In the following lab, physical and chemical changes of a marshmallow were performed and identified. After notes were initially taken on the description of the marshmallow, it was ripped in half. This was a physical change because it only affected its form, not its composition. Next, a bite was taken from the marshmallow. This was done to have an initial taste. After another marshmallow was placed on a skewer, it was held over a Bunsen burner until it was burnt. The blackened part of the marshmallow was tasted. The taste of the marshmallow changed drastically. For one, instead of being sweet, chewy, and powder-like, it was smoky, creamy, and crispy. Both physical and chemical changes had taken place. A chemical change happened when the marshmallow was burnt and when the inside melted a physical change occurred.

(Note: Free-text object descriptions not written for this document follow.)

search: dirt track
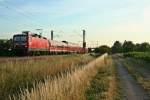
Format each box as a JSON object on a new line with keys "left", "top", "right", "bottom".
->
{"left": 115, "top": 56, "right": 149, "bottom": 100}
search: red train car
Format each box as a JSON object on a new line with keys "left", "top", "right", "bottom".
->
{"left": 49, "top": 40, "right": 67, "bottom": 54}
{"left": 67, "top": 42, "right": 81, "bottom": 53}
{"left": 28, "top": 33, "right": 49, "bottom": 55}
{"left": 13, "top": 31, "right": 87, "bottom": 56}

After completing the procedure, it is now clear to me that whenever we roast marshmallows, we are executing a scientific procedure involving physical and chemical changes.

The final lab involved sugar cubes. Two sugar cubes were first taken and crushed into a powder with a mortar and pestle. The sugar had been grinded and it underwent a physical change. It was then poured into a glass of water and stirred. The sugar was no longer visible and had dissolved, going through a physical change. However, the sugar was still present because the water tasted sweet. Next, two different sugar cubes were put in a test tube and were held over the Bunsen burner. Observing the contents of the test tube, it was noticed that the sugar was burning and turning black. Smoke started coming out of the tube and black crystals were formed inside the test tube. Once the test tube was taken off the flame, many other changes were noticed. The sugar was now burnt, black, and crystallized. In fact, it wasn’t sugar anymore. Once sugar underwent the chemical change of being burnt, a new substance was formed inside the test tube. This lab conveyed the significance of chemical change in such a simple substance as sugar.

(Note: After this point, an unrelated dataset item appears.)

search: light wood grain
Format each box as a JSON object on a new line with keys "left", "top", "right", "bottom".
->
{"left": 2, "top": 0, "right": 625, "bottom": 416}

Clearly, physical and chemical changes of matter can be observed in numerous ways. The above labs utilized burning and flames to entice the students to want to learn about matter, chemical changes, physical changes, and other related topics. To conclude, forming an understanding of substances and chemical changes can not only help in an experiment in a laboratory but can also add to people’s knowledge of reactions that happen throughout their lives on a daily basis.

Separating Mixtures (Procedure)

1.  Use the spoon to remove the kidney beans from the mixture.
2. Next, remove the toothpicks with the spoon.
3. Then, use the spoon to remove the bug.
4. Put the magnet in the mixture and remove the iron filings.
5. Fold the filter into a cone and put it in the funnel. Put this over the beaker and pour in the mixture. The sand is now in the funnel.
6. Put the beaker with the leftover contents of the mixture on the hot plate.
7. Once the water evaporates, the salt is visible.
8. Remove the beaker from the hot plate and turn it off. Clean up the rest of the materials.